Kadinsamson/rl-value-iteration

Jupyter NotebookGPL-3.0

VALUE ITERATION ALGORITHM

AIM

To develop a Python program to find the optimal policy for the given MDP using the value iteration algorithm.

PROBLEM STATEMENT

Design a reinforcement learning algorithm to guide an agent through a grid-based frozen lake environment, where the goal is to reach the destination while navigating through frozen and unfrozen tiles with the risk of falling through the ice. The agent must learn optimal policies to maximize its chances of reaching the goal in a stochastic and slippery environment.

STATES

The environment has 16 states:

Two Terminal States: G: The goal state & H: A hole state.
11 Transition states / Non-terminal States including S: The starting state.

The agent can take two actions:

0: Move left.
1: Move right.
2: Move up.
3: Move down.

Transition Probabilities

33.33% chance that the agent moves in the intended direction.
66.66% chance that the agent moves in the orthogonal direction.

Reward

The agent receives a reward of +1 for reaching the goal state (G). The agent receives a reward of 0 for all other states.

VALUE ITERATION ALGORITHM

Value iteration is a method of computing an optimal MDP policy and its value.
It begins with an initial guess for the value function, and iteratively updates it towards the optimal value function, according to the Bellman optimality equation.
The algorithm is guaranteed to converge to the optimal value function, and in the process of doing so, also converges to the optimal policy.

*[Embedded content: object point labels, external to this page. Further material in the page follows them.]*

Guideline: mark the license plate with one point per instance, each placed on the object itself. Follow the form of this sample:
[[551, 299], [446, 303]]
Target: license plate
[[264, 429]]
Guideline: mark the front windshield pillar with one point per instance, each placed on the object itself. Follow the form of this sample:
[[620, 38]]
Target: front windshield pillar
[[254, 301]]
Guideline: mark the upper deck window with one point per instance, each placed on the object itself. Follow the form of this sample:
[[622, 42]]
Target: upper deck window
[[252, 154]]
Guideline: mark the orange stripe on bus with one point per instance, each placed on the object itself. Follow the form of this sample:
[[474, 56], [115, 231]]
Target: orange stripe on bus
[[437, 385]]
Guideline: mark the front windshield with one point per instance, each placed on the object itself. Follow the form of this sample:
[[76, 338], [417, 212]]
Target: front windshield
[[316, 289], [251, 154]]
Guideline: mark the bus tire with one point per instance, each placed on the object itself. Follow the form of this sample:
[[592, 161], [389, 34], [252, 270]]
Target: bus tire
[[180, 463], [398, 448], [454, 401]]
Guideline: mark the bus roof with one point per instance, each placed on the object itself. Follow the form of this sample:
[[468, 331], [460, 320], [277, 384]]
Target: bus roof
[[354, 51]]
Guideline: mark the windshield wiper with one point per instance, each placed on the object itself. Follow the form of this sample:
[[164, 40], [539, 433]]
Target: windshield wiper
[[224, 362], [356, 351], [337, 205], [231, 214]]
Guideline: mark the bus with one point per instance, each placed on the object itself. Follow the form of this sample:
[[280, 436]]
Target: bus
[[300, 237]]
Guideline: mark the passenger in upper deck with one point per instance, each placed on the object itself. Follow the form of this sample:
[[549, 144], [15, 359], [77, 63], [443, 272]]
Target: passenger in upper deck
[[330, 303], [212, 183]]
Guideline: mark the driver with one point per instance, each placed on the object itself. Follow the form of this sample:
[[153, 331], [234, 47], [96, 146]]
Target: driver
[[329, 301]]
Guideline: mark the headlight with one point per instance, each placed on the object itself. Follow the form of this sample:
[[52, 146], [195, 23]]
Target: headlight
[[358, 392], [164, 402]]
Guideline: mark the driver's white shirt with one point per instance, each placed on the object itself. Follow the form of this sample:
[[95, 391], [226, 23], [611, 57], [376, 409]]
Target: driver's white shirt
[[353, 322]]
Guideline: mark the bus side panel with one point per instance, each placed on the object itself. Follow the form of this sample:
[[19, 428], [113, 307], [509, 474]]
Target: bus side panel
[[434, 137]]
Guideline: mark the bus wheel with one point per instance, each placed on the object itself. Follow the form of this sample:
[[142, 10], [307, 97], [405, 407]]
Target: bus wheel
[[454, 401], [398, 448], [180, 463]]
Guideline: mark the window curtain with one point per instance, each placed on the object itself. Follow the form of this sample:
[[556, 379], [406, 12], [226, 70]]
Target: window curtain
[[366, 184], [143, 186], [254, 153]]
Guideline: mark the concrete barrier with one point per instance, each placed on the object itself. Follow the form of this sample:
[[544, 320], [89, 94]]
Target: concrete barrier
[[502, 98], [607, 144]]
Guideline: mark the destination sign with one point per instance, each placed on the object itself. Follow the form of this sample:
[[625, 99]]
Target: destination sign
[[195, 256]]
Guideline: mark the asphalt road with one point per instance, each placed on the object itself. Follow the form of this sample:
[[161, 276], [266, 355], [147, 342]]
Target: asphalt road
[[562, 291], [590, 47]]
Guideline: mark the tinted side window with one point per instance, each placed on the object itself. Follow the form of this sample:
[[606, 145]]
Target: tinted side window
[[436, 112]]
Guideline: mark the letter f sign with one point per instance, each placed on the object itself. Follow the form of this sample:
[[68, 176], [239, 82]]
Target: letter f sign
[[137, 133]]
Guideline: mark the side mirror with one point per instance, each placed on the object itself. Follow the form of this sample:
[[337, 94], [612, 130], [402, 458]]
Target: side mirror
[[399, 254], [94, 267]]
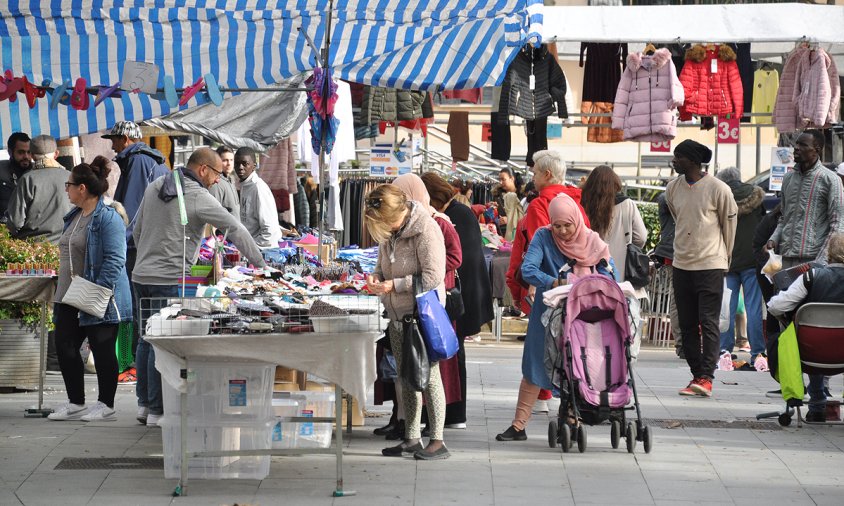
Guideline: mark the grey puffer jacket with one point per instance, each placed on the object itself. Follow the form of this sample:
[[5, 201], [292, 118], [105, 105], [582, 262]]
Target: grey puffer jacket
[[811, 211], [382, 104], [418, 248]]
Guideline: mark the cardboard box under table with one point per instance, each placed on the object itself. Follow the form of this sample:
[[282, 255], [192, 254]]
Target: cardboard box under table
[[347, 360]]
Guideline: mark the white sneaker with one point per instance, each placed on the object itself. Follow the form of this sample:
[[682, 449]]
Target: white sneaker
[[68, 411], [143, 413], [100, 413], [540, 407]]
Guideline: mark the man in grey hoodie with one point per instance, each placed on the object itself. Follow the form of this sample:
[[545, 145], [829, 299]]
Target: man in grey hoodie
[[158, 235], [39, 202]]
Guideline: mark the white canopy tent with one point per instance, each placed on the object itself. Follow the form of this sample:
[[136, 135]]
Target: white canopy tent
[[772, 28]]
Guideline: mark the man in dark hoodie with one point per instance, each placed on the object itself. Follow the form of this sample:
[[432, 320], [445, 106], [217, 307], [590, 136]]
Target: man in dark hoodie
[[742, 271]]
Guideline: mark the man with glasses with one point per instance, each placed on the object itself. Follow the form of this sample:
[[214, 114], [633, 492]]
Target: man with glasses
[[257, 205], [224, 191], [159, 234]]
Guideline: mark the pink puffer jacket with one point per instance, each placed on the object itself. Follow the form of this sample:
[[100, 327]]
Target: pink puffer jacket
[[647, 98], [809, 95]]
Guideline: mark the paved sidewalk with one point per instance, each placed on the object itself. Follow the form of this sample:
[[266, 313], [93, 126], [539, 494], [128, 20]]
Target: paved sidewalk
[[762, 464]]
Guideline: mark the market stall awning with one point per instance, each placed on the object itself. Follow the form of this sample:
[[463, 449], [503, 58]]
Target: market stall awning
[[773, 28], [248, 44]]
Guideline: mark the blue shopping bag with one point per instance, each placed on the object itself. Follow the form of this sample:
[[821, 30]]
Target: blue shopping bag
[[435, 326]]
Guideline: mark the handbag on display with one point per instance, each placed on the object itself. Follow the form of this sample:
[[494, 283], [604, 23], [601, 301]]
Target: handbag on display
[[637, 267], [85, 295], [454, 299], [415, 367], [435, 324]]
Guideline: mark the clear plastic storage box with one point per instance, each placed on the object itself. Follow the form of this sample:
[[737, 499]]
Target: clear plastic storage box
[[220, 391], [217, 436]]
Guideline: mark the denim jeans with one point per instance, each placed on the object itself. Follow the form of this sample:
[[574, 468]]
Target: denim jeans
[[148, 388], [746, 280], [817, 396]]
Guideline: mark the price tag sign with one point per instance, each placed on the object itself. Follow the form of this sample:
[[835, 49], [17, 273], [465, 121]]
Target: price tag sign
[[138, 75], [486, 132], [728, 130], [661, 147]]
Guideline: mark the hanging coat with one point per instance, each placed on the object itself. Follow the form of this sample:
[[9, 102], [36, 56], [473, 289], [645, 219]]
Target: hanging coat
[[711, 82], [647, 98]]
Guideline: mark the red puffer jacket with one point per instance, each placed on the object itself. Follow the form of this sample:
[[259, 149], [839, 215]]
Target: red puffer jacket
[[711, 82]]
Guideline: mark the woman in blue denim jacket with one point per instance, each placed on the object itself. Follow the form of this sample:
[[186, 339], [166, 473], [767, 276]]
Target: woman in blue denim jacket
[[92, 245], [557, 254]]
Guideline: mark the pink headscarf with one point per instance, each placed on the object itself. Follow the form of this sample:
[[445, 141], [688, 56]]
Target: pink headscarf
[[585, 246], [414, 188]]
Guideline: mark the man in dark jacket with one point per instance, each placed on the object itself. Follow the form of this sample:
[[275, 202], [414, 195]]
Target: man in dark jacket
[[664, 253], [742, 272], [139, 165], [20, 161]]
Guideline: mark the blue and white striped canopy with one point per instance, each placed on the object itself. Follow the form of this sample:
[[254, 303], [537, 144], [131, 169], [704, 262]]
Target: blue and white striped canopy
[[412, 44]]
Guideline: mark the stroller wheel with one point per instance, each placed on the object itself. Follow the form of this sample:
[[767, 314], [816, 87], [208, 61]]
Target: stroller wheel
[[581, 439], [631, 437], [615, 433], [565, 437], [553, 433]]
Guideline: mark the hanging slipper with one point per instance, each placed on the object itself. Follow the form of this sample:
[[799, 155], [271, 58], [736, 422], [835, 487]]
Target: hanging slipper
[[32, 93], [13, 86], [213, 90], [170, 92], [103, 92], [79, 98], [191, 90], [60, 94]]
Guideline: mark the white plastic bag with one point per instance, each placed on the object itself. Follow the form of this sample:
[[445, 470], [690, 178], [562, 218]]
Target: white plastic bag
[[724, 322], [772, 266]]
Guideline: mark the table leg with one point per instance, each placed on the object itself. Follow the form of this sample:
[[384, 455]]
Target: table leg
[[182, 487], [338, 435], [40, 412]]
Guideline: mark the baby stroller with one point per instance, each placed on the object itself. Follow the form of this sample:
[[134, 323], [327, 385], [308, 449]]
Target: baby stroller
[[593, 367]]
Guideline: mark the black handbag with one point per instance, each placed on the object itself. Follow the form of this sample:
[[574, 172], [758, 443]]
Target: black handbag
[[454, 300], [415, 370], [637, 267]]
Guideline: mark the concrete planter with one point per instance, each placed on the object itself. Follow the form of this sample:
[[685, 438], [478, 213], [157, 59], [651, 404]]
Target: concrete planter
[[19, 356]]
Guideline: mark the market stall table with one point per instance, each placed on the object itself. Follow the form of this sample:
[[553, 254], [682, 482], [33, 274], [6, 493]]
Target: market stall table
[[346, 359], [33, 289]]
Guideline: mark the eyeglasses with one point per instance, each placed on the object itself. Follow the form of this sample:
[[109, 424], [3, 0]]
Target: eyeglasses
[[215, 171]]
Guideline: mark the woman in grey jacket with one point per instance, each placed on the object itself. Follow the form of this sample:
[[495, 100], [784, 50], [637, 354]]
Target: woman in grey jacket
[[410, 244]]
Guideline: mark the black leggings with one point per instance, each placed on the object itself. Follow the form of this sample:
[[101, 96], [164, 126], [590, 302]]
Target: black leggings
[[101, 338]]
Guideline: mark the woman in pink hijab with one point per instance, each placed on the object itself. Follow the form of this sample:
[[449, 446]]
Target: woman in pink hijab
[[558, 254]]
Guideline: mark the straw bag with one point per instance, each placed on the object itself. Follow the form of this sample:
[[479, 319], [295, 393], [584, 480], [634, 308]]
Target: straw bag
[[84, 295]]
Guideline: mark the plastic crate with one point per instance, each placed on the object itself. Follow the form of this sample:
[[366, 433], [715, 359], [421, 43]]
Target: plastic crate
[[217, 436], [284, 434], [224, 391]]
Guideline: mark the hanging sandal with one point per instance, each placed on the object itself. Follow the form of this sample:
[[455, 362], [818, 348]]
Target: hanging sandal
[[191, 90], [60, 94], [103, 92], [213, 90], [79, 98], [32, 93]]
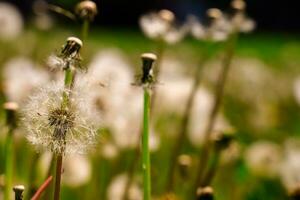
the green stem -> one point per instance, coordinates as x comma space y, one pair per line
85, 29
58, 176
212, 169
8, 164
218, 97
145, 146
183, 130
69, 76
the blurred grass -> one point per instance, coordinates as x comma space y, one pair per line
280, 51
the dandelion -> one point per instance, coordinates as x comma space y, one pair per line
11, 22
217, 30
68, 57
56, 126
218, 98
146, 81
161, 26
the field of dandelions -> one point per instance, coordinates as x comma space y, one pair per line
194, 110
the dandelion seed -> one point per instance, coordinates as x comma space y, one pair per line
61, 128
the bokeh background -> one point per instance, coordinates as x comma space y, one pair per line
262, 98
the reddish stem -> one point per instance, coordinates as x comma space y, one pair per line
42, 188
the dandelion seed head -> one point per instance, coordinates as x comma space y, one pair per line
239, 5
68, 57
51, 125
86, 9
167, 15
161, 26
11, 21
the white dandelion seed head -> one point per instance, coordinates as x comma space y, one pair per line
77, 170
218, 30
61, 129
263, 158
117, 187
160, 26
21, 77
11, 21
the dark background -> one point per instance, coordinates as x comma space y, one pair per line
283, 16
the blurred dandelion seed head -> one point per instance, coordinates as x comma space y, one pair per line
161, 26
11, 22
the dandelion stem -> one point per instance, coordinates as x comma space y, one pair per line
145, 146
42, 188
218, 97
8, 164
85, 29
212, 168
182, 131
58, 176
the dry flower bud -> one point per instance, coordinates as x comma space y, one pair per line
18, 189
72, 46
205, 193
86, 9
239, 5
185, 162
214, 13
148, 60
167, 15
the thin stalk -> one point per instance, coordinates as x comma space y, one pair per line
58, 176
183, 130
41, 189
145, 146
9, 152
32, 175
212, 169
85, 29
218, 97
160, 52
69, 77
49, 192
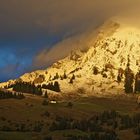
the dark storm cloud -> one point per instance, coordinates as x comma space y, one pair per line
30, 26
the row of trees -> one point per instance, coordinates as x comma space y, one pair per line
9, 95
26, 87
52, 86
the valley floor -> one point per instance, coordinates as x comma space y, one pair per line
28, 119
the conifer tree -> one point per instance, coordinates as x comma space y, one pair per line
129, 78
137, 83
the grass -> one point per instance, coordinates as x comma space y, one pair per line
31, 109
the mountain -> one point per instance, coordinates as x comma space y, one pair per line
95, 70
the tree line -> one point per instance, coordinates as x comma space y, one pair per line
9, 95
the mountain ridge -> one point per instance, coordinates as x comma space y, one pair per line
114, 44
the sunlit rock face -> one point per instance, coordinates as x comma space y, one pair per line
115, 46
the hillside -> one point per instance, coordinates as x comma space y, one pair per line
96, 69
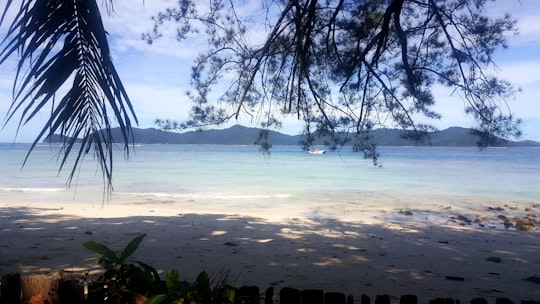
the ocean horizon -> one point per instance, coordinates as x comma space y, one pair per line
243, 176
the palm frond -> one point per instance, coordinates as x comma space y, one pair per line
62, 46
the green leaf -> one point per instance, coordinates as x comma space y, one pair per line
156, 299
151, 271
101, 249
131, 247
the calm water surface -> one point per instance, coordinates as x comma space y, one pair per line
241, 175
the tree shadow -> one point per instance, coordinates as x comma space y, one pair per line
394, 258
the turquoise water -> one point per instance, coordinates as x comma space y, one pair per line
243, 176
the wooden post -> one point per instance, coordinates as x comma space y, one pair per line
45, 286
10, 290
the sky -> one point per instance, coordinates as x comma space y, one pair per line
157, 76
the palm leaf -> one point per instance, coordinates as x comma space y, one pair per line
62, 44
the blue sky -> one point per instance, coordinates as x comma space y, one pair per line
157, 76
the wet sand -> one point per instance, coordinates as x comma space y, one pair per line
460, 251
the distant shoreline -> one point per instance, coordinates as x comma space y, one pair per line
239, 135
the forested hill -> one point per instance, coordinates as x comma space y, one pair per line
239, 135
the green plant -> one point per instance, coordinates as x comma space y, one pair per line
123, 277
199, 292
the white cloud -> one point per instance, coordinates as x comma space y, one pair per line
156, 76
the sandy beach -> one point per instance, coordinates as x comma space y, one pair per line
431, 251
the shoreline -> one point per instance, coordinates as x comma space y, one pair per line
345, 247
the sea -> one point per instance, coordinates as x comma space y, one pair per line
245, 178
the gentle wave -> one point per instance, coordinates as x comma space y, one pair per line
226, 196
7, 189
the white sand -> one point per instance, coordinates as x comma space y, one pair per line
338, 247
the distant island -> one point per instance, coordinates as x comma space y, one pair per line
240, 135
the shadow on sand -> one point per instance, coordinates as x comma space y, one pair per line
354, 258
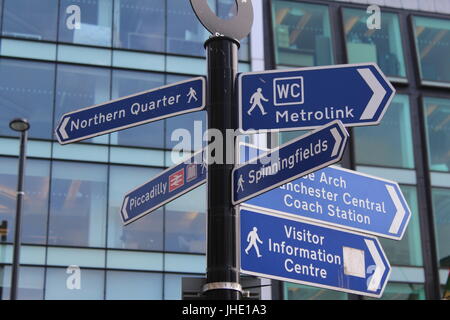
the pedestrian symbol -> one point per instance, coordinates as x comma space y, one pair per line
255, 99
252, 238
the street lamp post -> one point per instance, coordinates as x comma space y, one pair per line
22, 126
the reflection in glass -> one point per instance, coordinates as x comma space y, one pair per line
300, 292
122, 285
145, 234
437, 124
433, 48
26, 91
80, 87
441, 205
302, 34
92, 285
31, 283
30, 19
185, 34
35, 201
186, 222
382, 46
406, 252
402, 291
125, 83
94, 26
140, 24
391, 139
78, 204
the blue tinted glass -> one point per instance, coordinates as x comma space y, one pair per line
129, 82
35, 201
185, 34
30, 19
139, 24
62, 284
31, 283
78, 204
133, 286
80, 87
26, 91
85, 22
147, 232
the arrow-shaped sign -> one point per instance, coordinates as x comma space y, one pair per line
306, 98
291, 250
137, 109
290, 161
165, 187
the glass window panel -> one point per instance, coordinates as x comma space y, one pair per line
92, 284
406, 252
147, 233
441, 203
35, 201
302, 34
186, 222
94, 27
433, 48
437, 124
382, 46
31, 283
30, 19
26, 91
300, 292
133, 285
126, 83
391, 139
139, 24
80, 87
402, 291
185, 34
78, 204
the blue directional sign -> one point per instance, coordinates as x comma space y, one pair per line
291, 250
297, 99
144, 107
340, 197
290, 161
165, 187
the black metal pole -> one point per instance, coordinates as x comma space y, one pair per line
18, 224
222, 274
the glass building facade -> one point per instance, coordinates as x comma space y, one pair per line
60, 55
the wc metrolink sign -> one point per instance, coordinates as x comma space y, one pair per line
296, 158
140, 108
165, 187
306, 98
291, 250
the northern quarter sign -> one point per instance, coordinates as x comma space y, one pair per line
297, 99
296, 158
342, 198
140, 108
291, 250
165, 187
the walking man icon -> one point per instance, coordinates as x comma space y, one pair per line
255, 99
252, 239
192, 95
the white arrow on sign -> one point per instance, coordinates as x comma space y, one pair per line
377, 96
399, 207
62, 129
375, 281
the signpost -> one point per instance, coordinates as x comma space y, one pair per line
144, 107
297, 99
165, 187
290, 161
285, 249
342, 198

The algorithm is as follows:

Initialize the value function V(s) arbitrarily for all states s.
Repeat until convergence:
- Initialize aaction-value function Q(s, a) arbitrarily for all states s and actions a.
- For all the states s and all the action a of every state:
  - Update the action-value function Q(s, a) using the Bellman equation.
  - Take the value function V(s) to be the maximum of Q(s, a) over all actions a.
  - Check if the maximum difference between Old V and new V is less than theta.
  - Where theta is a small positive number that determines the accuracy of estimation.
If the maximum difference between Old V and new V is greater than theta, then
- Update the value function V with the maximum action-value from Q.
- Go to step 2.
The optimal policy can be constructed by taking the argmax of the action-value function Q(s, a) over all actions a.
Return the optimal policy and the optimal value function.

VALUE ITERATION FUNCTION

Developed by: Bairav Skandan Loha
Reg no: 212221230010

def value_iteration(P, gamma=1.0, theta=1e-10):
    V = np.zeros(len(P), dtype=np.float64)

    while True:
        Q = np.zeros((len(P), len(P[0])), dtype=np.float64)
        for s in range(len(P)):
            for a in range(len(P[s])):
                for prob, next_state, reward, done in P[s][a]:
                    Q[s][a] += prob * (reward + gamma * V[next_state] * (not done))


        if np.max(np.abs(V - np.max(Q, axis=1))) < theta:
            break
        V = np.max(Q, axis=1)

    pi = lambda s: {s: a for s, a in enumerate(np.argmax(Q, axis=1))}[s]

    return V, pi

OUTPUT:

RESULT:

Thus the python program to implement value iteration to find the optimal policy is completed successfully.